Invertebrates clearly make unique and fascinating pets. Now that we have a better understanding of the scale of the invertebrate pet trade, we must ensure it is managed appropriately.
We need to protect our native invertebrates
In the face of limited knowledge on population status and distribution, evaluating conservation risk for individual species is challenging.
The International Union for Conservation of Nature’s Red List of Threatened Species is the most comprehensive global database on the conservation status of wildlife. But almost all of the species (>90%) traded in our study had not had their conservation status evaluated by the IUCN.
Some species were advertised as “wild harvested”, meaning they were taken from the wild rather than bred in captivity. This is an immediate conservation concern for native Australian species, especially those with small population sizes and limited distribution.
Encouraging people to learn more about the invertebrate species in their area is essential for the conservation of global biodiversity. However, it is equally important to regulate their trade, in order to mitigate the associated risks to biosecurity and their conservation.
Is this trade legal or illegal?
The invertebrate trade in Australia is poorly regulated, and the line between what is considered legal or illegal is often unclear. However, collecting species from protected areas (such as national parks) without a permit is definitely illegal across Australia.
Almost half of all threatened species’ also range across privately owned land in Australia.
The extent of wild harvesting on both public and private land is largely unknown.

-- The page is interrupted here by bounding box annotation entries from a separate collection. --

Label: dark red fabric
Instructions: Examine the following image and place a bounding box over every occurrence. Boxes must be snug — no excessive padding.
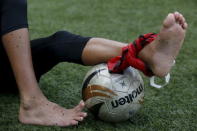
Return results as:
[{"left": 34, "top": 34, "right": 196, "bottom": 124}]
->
[{"left": 107, "top": 33, "right": 157, "bottom": 76}]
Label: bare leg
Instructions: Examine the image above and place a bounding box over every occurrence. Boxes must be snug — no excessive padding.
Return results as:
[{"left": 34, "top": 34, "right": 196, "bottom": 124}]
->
[
  {"left": 82, "top": 12, "right": 187, "bottom": 77},
  {"left": 139, "top": 12, "right": 187, "bottom": 77},
  {"left": 19, "top": 98, "right": 87, "bottom": 126},
  {"left": 82, "top": 38, "right": 126, "bottom": 65}
]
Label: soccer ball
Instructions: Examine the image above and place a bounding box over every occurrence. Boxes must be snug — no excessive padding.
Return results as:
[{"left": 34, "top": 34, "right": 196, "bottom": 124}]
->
[{"left": 82, "top": 64, "right": 144, "bottom": 122}]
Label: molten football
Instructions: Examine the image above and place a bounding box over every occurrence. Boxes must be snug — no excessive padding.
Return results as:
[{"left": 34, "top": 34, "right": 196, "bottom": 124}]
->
[{"left": 82, "top": 64, "right": 144, "bottom": 122}]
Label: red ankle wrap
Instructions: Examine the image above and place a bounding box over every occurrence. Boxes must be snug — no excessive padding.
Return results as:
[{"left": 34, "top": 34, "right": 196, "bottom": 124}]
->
[{"left": 107, "top": 33, "right": 157, "bottom": 76}]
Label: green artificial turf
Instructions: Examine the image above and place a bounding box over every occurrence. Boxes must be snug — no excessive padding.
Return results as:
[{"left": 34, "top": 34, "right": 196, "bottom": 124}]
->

But it is highly likely that illegal activity is occurring within Australia’s invertebrate trade.
Legislation concerning the import and export of invertebrates across state borders exists to some extent, but varies, across all Australian states and territories. The number of species declared as pests and the level of penalties for transporting these species differs considerably. This reduces the credibility and effectiveness of biosecurity efforts.
Overall, the Australian legal system governing the domestic trade of invertebrates largely ignores the pet trade. The focus of compliance is almost exclusively on crop pests, ignoring the broader invertebrate pet trade. We think this has to change.
Barely scratching the surface
There are still many unknowns about the invertebrate pet trade. Our findings have only begun to scratch the surface of what is actually being traded in Australia.
Ongoing research will further explore the trade of invertebrates within Australian brick-and-mortar pet stores, at wildlife trade expositions, and within international wildlife seizure data.
Vital steps towards ensuring the preservation of Australia’s unique invertebrate biodiversity include strengthening regulations, encouraging responsible practices, and fostering collaboration – between researchers, hobbyists, and environmental biosecurity agencies.
Managing Australia’s online invertebrate trade is a delicate balancing act. We hope Australia’s growing trade in invertebrates can be managed to support best-practice conservation while promoting a greater connection to nature.